Lateral diffusion of membrane proteins.

Author information

1
Department of Biochemistry, Groningen Biomolecular science and Biotechnology Institute & Zernike Institute of Advanced Materials, University of Groningen, Nijenborgh 4, 9747 AG Groningen, The Netherlands.

Abstract

We measured the lateral mobility of integral membrane proteins reconstituted in giant unilamellar vesicles (GUVs), using fluorescence correlation spectroscopy. Receptor, channel, and transporter proteins with 1-36 transmembrane segments (lateral radii ranging from 0.5 to 4 nm) and a alpha-helical peptide (radius of 0.5 nm) were fluorescently labeled and incorporated into GUVs.
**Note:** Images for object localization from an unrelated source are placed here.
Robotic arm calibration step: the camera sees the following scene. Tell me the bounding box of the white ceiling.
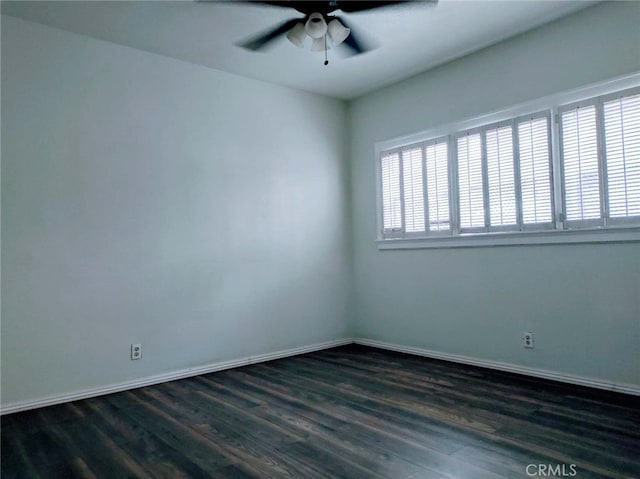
[2,0,595,99]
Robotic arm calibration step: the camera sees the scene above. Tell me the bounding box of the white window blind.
[603,95,640,218]
[378,81,640,244]
[425,142,451,231]
[485,125,517,226]
[380,153,402,232]
[457,133,485,228]
[518,117,553,225]
[402,148,424,233]
[562,105,601,221]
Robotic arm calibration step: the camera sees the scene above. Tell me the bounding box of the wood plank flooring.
[0,345,640,479]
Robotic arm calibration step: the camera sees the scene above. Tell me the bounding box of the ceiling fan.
[226,0,437,65]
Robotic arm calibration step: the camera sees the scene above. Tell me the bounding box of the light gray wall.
[2,17,351,405]
[350,2,640,385]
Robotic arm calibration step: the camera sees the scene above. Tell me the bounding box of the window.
[560,92,640,228]
[379,80,640,246]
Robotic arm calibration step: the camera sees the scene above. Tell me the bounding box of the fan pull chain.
[324,33,329,65]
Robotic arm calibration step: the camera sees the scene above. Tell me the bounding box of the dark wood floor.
[1,346,640,479]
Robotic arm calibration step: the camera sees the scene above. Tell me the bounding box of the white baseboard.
[0,338,640,415]
[0,338,353,415]
[354,338,640,396]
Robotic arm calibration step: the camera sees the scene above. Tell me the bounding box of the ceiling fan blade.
[332,16,374,55]
[331,0,415,13]
[235,18,304,51]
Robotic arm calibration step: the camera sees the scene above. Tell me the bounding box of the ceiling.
[2,0,595,99]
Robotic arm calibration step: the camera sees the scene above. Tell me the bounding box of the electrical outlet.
[131,344,142,360]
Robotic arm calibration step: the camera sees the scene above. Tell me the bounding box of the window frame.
[375,72,640,249]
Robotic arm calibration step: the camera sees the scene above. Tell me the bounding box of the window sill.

At low protein-to-lipid ratios (i.e., 10-100 proteins per microm(2) of membrane surface), the diffusion coefficient D displayed a weak dependence on the hydrodynamic radius (R) of the proteins [D scaled with ln(1/R)], consistent with the Saffman-Delbruck model. At higher protein-to lipid ratios (up to 3000 microm(-2)), the lateral diffusion coefficient of the molecules decreased linearly with increasing the protein concentration in the membrane. The implications of our findings for protein mobility in biological membranes (protein crowding of approximately 25,000 microm(-2)) and use of diffusion measurements for protein geometry (size, oligomerization) determinations are discussed.

PMID:
19673517
DOI:
10.1021/ja902853g
[Indexed for MEDLINE]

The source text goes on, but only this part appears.